My Aunt Lola, the beautician, polished my little bits and said the colors would taste awful. All that did was give me something to scrape off rather than bite the ends.
Nothing worked until I was a Senior in high school. A really cute boy who was in the choir noticed me gnawing on a fingernail. He came over, took my hand in his and said my fingers would look so much better if I could let my nails grow and put some polish on them. He said blood didn’t count as a good color. He said he would give me $5 if I would quit biting my nails by Christmas.
Dang, those next 3 months were so difficult. But I quit biting my nails. They didn’t grow very fast. I think that was because I was busy folding newspapers on my route. The day before Christmas vacation, I held out my hands to show him my nails—all filed smoothe and polished. He didn’t remember his offer at all. He was the type who would flirt and say any line he could think of just to talk to a girl.
He did get this self-conscious teenager to quit biting my nails when all else failed.
At high school graduation, I wore a royal blue nail polish. The guy who sat next to me during all the practices and ceremony had known me since Third Grade, had heard the teacher admonishments over the years. He reached over and took my hand into his, rubbing his thumb over my pristine nails. It was one of the sweetest gestures I can ever remember. He placed my hand back into my own lap, where the blue polish looked wonderful against my white gown. I was so pleased to have my hands looking so nice that a friend wanted to hold one for awhile.
The next year I was in LPN school. When it was time to go out doing clinical work, the Instructor lined us up in the practice lab and had us hold up our hands like we were in the middle of a bank robbery. Already we knew that nail polish was not allowed. Now we learned all fingernails had to be clipped so short they could not be seen over the tips of our fingers. There was a lecture for the reasons of this rule, mostly so that inadvertent scratches on patients would not happen.
When I was working as an LPN, one night I had an assignment to clean respiratory equipment.

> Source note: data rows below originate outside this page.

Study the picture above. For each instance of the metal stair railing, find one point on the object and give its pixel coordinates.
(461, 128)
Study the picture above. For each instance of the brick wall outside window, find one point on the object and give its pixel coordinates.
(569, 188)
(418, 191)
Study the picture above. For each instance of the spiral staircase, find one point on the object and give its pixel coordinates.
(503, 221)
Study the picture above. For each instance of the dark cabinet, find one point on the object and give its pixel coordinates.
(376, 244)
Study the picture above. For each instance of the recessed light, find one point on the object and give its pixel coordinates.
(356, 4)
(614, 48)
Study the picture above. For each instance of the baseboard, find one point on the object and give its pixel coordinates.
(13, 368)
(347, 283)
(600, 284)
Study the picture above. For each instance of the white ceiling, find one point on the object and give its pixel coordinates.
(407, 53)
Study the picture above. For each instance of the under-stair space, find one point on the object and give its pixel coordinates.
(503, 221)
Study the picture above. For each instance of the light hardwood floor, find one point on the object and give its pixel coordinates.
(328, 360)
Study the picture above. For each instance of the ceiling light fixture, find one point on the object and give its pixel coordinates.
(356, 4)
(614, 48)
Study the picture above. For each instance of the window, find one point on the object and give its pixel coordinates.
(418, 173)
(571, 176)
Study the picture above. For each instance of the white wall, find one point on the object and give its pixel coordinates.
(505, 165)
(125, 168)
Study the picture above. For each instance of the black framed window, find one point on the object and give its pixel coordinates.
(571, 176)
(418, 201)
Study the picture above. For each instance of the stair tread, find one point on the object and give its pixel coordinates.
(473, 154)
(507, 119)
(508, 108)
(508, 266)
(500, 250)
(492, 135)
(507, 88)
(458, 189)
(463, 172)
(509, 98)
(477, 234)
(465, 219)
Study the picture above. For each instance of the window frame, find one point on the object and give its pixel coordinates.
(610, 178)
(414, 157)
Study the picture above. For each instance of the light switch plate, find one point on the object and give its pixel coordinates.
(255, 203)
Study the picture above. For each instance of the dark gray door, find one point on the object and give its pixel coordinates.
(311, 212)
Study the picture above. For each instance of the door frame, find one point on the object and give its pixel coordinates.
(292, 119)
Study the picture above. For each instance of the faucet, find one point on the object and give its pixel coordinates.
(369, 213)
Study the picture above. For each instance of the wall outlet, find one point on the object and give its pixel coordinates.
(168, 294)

I couldn’t find a new box of rubber gloves, and was a bit lazy in not going to the supply room to get some. I used some very strong disinfectant solution without gloves, thinking just this one time would be all right.
Famous last words of a girl who knows it all at age 21.
The cuticles on three fingers got opened and sore and infected. I missed a couple days work until the antibiotics, both by mouth and ointment, took hold.
The doctor who gave me the okay to return to work told me to be careful when trimming and to not wear nail polish for at least 6 months so the nail bed could breathe and recover.
That was long enough to get me out of the habit, so I haven’t worn nail polish since.
I’ve been on thyroid hormone pills since August. My strong fingernails are about the best side effect to come from this. Other than having shiny and bouncy hair while I was pregnant, I never gave a thought to hormones doing so many extra jobs within the body.
I also have been using a nice hand lotion by AVEENO.
My fingernails have grown so long I consider them bothersome.
The longest I have ever let them grow, really. So I asked my in-house photographer to take a picture. He positioned my hands just right for the sun to highlight the tips of my fingers.
Fifteen minutes later, I cut and filed my nails.
Sunday morning, I’ll have no worries about breaking a nail when I’m getting coffee and snacks ready for Fellowship Hour.
Besides, everybody will be asking about my eye.